Highlights & Insights¶
- Cleanly decoupling social pressure from argument content: By removing disagreement phrasing, this work isolates "content-driven flipping" specifically.
- Stability as a new orthogonal dimension: Models with similar MMLU accuracy can differ by 80 percentage points in their ability to hold an answer.
- The "Self-attribution = Extra Persuasion" paradox: Faking "you said this once" systematically increases flips, highlighting a potential adversarial manipulation.
- Epistemic Authority framework: Defining "porosity" and "authority" provides a tool for analyzing who will bias consensus in multi-agent debate.
Limitations & Future Work¶
- Coerced vs. Human Arguments: Coerced arguments may differ from real human rebuttals; extrapolation should be cautious.
- Task Specificity: The protocol is instantiated on MMLU multiple-choice; stability in open-ended or multi-step reasoning tasks remains to be verified.
- Is flipping always bad?: Changing one's mind when faced with a strong argument is rational; the protocol does not fully distinguish rational updates from blind sycophancy.
Related Work & Insights¶
- vs. Sycophancy (Laban 2024): Previous works used social pressure probes; this work isolates the content effect.

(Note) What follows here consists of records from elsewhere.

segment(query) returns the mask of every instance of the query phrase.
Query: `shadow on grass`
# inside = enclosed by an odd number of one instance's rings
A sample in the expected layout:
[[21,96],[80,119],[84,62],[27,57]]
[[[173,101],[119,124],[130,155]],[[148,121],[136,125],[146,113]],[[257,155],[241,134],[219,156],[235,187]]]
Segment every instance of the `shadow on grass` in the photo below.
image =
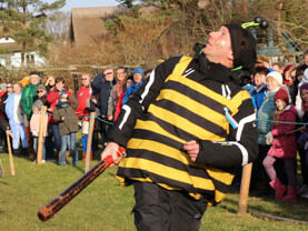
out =
[[79,167],[79,165],[72,165],[74,169],[77,169],[78,171],[85,173],[85,169]]
[[[308,200],[297,199],[296,201],[275,201],[269,197],[254,198],[248,203],[248,211],[255,211],[269,215],[308,222]],[[223,200],[219,207],[230,213],[237,213],[238,201],[230,198]],[[290,212],[291,211],[291,212]]]
[[7,182],[3,182],[3,181],[1,181],[1,180],[0,180],[0,183],[1,183],[1,184],[4,184],[4,185],[9,185]]

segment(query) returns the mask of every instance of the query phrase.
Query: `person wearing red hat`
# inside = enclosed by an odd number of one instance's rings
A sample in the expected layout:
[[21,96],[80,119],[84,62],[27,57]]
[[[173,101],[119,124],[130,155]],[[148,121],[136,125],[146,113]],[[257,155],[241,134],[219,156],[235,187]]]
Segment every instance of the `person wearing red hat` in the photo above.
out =
[[[267,157],[264,160],[264,167],[270,178],[270,187],[276,192],[276,200],[295,200],[296,199],[296,165],[295,158],[297,154],[296,144],[296,121],[297,111],[289,101],[289,94],[280,88],[275,94],[275,111],[272,129],[266,135],[267,143],[271,144]],[[274,163],[276,159],[284,159],[285,172],[288,179],[286,188],[277,177]],[[285,192],[287,194],[285,195]]]

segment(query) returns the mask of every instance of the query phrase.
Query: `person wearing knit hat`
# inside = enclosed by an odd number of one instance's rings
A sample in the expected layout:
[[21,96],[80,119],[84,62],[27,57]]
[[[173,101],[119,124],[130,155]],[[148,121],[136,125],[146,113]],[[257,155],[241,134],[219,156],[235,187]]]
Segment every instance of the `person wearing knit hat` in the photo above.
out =
[[[264,160],[264,167],[270,178],[269,185],[276,192],[276,200],[288,201],[296,200],[296,121],[297,111],[289,101],[288,92],[280,88],[275,94],[275,112],[272,129],[267,133],[267,143],[271,144],[267,157]],[[288,134],[288,135],[286,135]],[[284,185],[276,173],[274,163],[277,159],[284,159],[285,172],[288,180],[288,187]],[[287,191],[286,195],[285,192]]]
[[[300,122],[308,123],[308,83],[304,83],[300,87],[300,98],[301,98],[301,108],[297,109],[301,116]],[[308,199],[308,131],[307,125],[305,125],[305,132],[300,133],[298,138],[298,153],[300,158],[300,170],[302,185],[298,190],[298,195],[300,198]]]
[[136,73],[140,73],[143,77],[143,70],[142,70],[142,68],[140,68],[140,67],[135,68],[133,71],[132,71],[132,74],[136,74]]
[[[277,100],[281,100],[286,103],[286,106],[284,106],[284,108],[286,108],[288,104],[290,104],[289,94],[285,90],[285,88],[280,88],[276,92],[275,98],[274,98],[274,101],[275,101],[276,106],[277,106]],[[281,106],[280,107],[277,106],[277,108],[278,108],[278,110],[281,110]]]
[[255,108],[241,89],[256,63],[254,37],[226,24],[193,50],[193,58],[172,57],[152,70],[101,153],[118,163],[117,150],[127,147],[117,177],[133,185],[139,231],[199,230],[207,204],[221,202],[235,171],[258,155]]
[[269,91],[275,91],[282,84],[282,76],[277,71],[271,71],[266,77],[267,88]]
[[143,70],[142,68],[138,67],[135,68],[132,71],[132,79],[133,79],[133,83],[132,86],[130,86],[125,93],[125,97],[122,99],[122,106],[127,103],[128,99],[130,97],[132,97],[132,94],[140,88],[140,86],[142,84],[142,80],[143,80]]

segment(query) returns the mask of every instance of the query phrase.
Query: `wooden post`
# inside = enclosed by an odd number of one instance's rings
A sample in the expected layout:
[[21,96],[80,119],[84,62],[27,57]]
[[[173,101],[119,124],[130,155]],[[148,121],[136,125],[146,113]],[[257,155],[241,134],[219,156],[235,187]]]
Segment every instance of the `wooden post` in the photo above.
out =
[[95,130],[95,122],[96,122],[96,112],[90,113],[90,128],[88,133],[88,141],[87,141],[87,153],[86,153],[86,167],[85,167],[85,173],[89,171],[90,168],[90,152],[92,148],[92,137],[93,137],[93,130]]
[[11,140],[10,140],[10,135],[9,134],[7,134],[7,141],[8,141],[8,150],[9,150],[9,160],[10,160],[11,175],[14,175],[14,162],[13,162]]
[[40,114],[40,129],[39,129],[39,141],[38,141],[38,153],[37,153],[37,163],[42,163],[42,145],[43,145],[43,133],[46,131],[46,111],[47,107],[41,108]]
[[247,202],[249,197],[249,185],[251,178],[252,163],[248,163],[242,167],[240,193],[238,201],[238,213],[247,213]]
[[3,177],[4,177],[4,169],[2,165],[2,160],[0,159],[0,178],[3,178]]

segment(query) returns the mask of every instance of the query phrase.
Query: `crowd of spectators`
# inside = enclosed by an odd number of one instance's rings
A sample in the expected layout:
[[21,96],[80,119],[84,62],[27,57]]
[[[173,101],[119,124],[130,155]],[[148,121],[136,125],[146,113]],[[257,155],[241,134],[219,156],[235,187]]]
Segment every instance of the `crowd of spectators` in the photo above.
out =
[[308,199],[308,51],[304,57],[305,63],[259,60],[244,87],[255,104],[259,143],[251,190],[268,195],[274,189],[276,200]]
[[[62,77],[41,77],[39,72],[31,72],[18,82],[1,83],[0,119],[10,124],[13,154],[36,161],[40,123],[44,119],[42,163],[50,160],[64,165],[71,157],[72,164],[77,165],[79,159],[86,159],[90,112],[96,111],[92,160],[98,144],[103,149],[108,129],[117,120],[122,104],[145,78],[140,67],[133,69],[130,77],[126,68],[119,67],[107,68],[93,78],[82,73],[78,92],[72,92]],[[78,153],[79,131],[82,155]],[[8,151],[7,147],[6,133],[0,131],[0,151]]]
[[[251,190],[267,195],[274,189],[277,200],[308,199],[308,52],[304,57],[301,64],[259,59],[251,82],[244,87],[252,98],[258,128],[259,154],[254,162]],[[96,111],[92,160],[98,144],[105,148],[107,132],[122,106],[150,73],[140,67],[131,76],[123,67],[107,68],[93,78],[83,73],[78,92],[72,92],[61,77],[48,76],[43,81],[37,72],[19,82],[1,83],[0,118],[10,124],[13,154],[36,159],[44,114],[42,163],[51,160],[64,165],[71,155],[77,165],[79,159],[86,159],[90,112]],[[80,155],[77,132],[81,134]],[[7,151],[4,131],[0,140],[0,151]]]

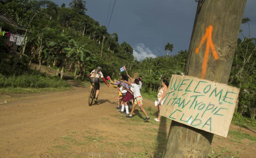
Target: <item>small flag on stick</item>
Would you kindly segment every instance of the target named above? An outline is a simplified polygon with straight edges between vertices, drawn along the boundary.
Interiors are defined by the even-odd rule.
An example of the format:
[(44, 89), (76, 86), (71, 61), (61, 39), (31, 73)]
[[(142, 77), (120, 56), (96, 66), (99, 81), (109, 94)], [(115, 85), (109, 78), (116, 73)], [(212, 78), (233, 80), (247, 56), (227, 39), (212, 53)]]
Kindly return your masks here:
[(124, 67), (124, 66), (120, 68), (120, 71), (121, 71), (121, 72), (124, 72), (125, 70), (126, 70), (125, 69), (125, 67)]
[(109, 77), (109, 76), (108, 76), (108, 77), (107, 77), (107, 80), (111, 80), (111, 79), (110, 79), (110, 77)]

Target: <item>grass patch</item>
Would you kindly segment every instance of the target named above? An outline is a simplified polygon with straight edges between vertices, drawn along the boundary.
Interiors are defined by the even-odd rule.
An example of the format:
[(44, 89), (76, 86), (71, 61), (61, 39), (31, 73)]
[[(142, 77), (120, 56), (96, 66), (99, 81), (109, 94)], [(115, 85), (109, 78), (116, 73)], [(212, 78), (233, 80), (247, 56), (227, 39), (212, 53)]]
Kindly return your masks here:
[(70, 89), (70, 87), (59, 88), (23, 88), (21, 87), (7, 87), (0, 88), (0, 94), (31, 94), (44, 92), (59, 92)]
[(83, 142), (82, 141), (78, 141), (77, 142), (76, 142), (75, 143), (75, 145), (77, 145), (77, 146), (80, 146), (82, 145), (83, 145), (85, 144), (85, 143), (84, 143), (84, 142)]
[(103, 139), (103, 137), (101, 136), (96, 137), (90, 136), (83, 136), (83, 138), (89, 140), (91, 140), (97, 142), (99, 142), (100, 140)]
[(237, 112), (234, 113), (232, 122), (240, 126), (256, 130), (256, 120), (252, 120), (249, 118), (242, 116)]
[(157, 93), (152, 93), (150, 94), (148, 93), (144, 92), (141, 92), (141, 93), (144, 99), (153, 101), (155, 101), (157, 99)]
[(67, 140), (68, 141), (73, 142), (75, 140), (75, 139), (72, 137), (67, 136), (64, 136), (62, 137), (62, 138), (64, 139)]
[(23, 88), (62, 88), (70, 86), (58, 76), (43, 75), (23, 74), (7, 77), (0, 74), (0, 87)]
[(232, 130), (230, 130), (228, 131), (228, 135), (232, 138), (238, 140), (241, 140), (246, 138), (253, 141), (256, 141), (256, 136), (241, 133)]
[(70, 145), (55, 145), (54, 146), (54, 147), (62, 151), (65, 150), (68, 148), (71, 147)]

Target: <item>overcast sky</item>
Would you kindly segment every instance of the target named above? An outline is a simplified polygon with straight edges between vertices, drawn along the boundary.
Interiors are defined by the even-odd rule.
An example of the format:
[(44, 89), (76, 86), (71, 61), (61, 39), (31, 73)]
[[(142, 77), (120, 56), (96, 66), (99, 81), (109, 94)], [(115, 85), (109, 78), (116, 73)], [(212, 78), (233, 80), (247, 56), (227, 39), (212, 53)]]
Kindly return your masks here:
[[(109, 19), (115, 0), (86, 0), (86, 14), (106, 25), (110, 0)], [(53, 1), (60, 6), (64, 3), (68, 7), (71, 1)], [(108, 32), (117, 33), (119, 43), (129, 44), (138, 60), (165, 55), (167, 42), (174, 45), (171, 54), (176, 54), (188, 50), (197, 3), (194, 0), (117, 0)], [(256, 0), (247, 0), (244, 17), (251, 20), (251, 34), (256, 29)], [(247, 24), (242, 24), (241, 29), (248, 36)], [(252, 36), (256, 37), (256, 31)]]

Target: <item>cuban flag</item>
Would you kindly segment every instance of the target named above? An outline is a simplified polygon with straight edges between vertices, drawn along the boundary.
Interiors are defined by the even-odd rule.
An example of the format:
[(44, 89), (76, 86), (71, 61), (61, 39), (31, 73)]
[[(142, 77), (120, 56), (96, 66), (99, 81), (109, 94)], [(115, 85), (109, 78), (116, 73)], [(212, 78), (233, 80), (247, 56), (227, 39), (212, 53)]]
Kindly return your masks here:
[(124, 66), (120, 68), (120, 71), (121, 71), (121, 72), (125, 71), (125, 67), (124, 67)]
[(107, 77), (107, 80), (111, 80), (111, 79), (110, 79), (110, 77), (109, 77), (109, 76), (108, 76), (108, 77)]

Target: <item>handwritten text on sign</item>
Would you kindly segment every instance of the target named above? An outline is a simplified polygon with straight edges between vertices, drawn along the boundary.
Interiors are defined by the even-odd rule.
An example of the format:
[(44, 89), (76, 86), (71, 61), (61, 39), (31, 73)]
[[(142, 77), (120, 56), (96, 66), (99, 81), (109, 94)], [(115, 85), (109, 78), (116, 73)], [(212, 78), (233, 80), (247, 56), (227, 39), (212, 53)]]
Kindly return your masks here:
[(173, 75), (160, 114), (226, 137), (239, 91), (224, 84)]

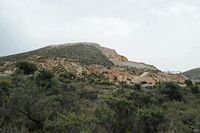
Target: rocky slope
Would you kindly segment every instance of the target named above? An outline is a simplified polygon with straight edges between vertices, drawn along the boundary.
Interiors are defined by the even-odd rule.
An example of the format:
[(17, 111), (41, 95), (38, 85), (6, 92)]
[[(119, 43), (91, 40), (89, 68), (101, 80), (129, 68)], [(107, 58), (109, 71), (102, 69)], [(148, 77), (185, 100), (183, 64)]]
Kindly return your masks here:
[(194, 82), (200, 82), (200, 68), (195, 68), (183, 73), (186, 77), (193, 80)]
[(183, 83), (181, 74), (167, 74), (152, 65), (128, 61), (115, 50), (95, 43), (69, 43), (52, 45), (38, 50), (0, 58), (0, 73), (15, 71), (17, 61), (27, 60), (40, 69), (50, 69), (57, 74), (65, 71), (80, 75), (102, 74), (109, 81), (145, 83), (154, 85), (160, 81)]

- vs. Argumentation Challenges (Kim & Khashabi 2025): While some reported detail always increases susceptibility, this work finds length effects are model-dependent.
- vs. Multi-agent Debate (Kraidia 2026): This work provides a controlled version of how sources affect consensus, quantifying that the "target model" identity explains far more variance than the "source model."
Rating¶
- Novelty: ⭐⭐⭐⭐⭐ Decouples social pressure from logic; establishes stability as a distinct metric.
- Experimental Thoroughness: ⭐⭐⭐⭐⭐ Extensive cross-model and multi-factor evaluations with rigorous statistical clustering.
- Writing Quality: ⭐⭐⭐⭐ Clear definitions and findings, though high acronym density requires careful reading.
- Value: ⭐⭐⭐⭐⭐ MaxFlip and the protocol provide reusable resources for evaluating adversarial robustness.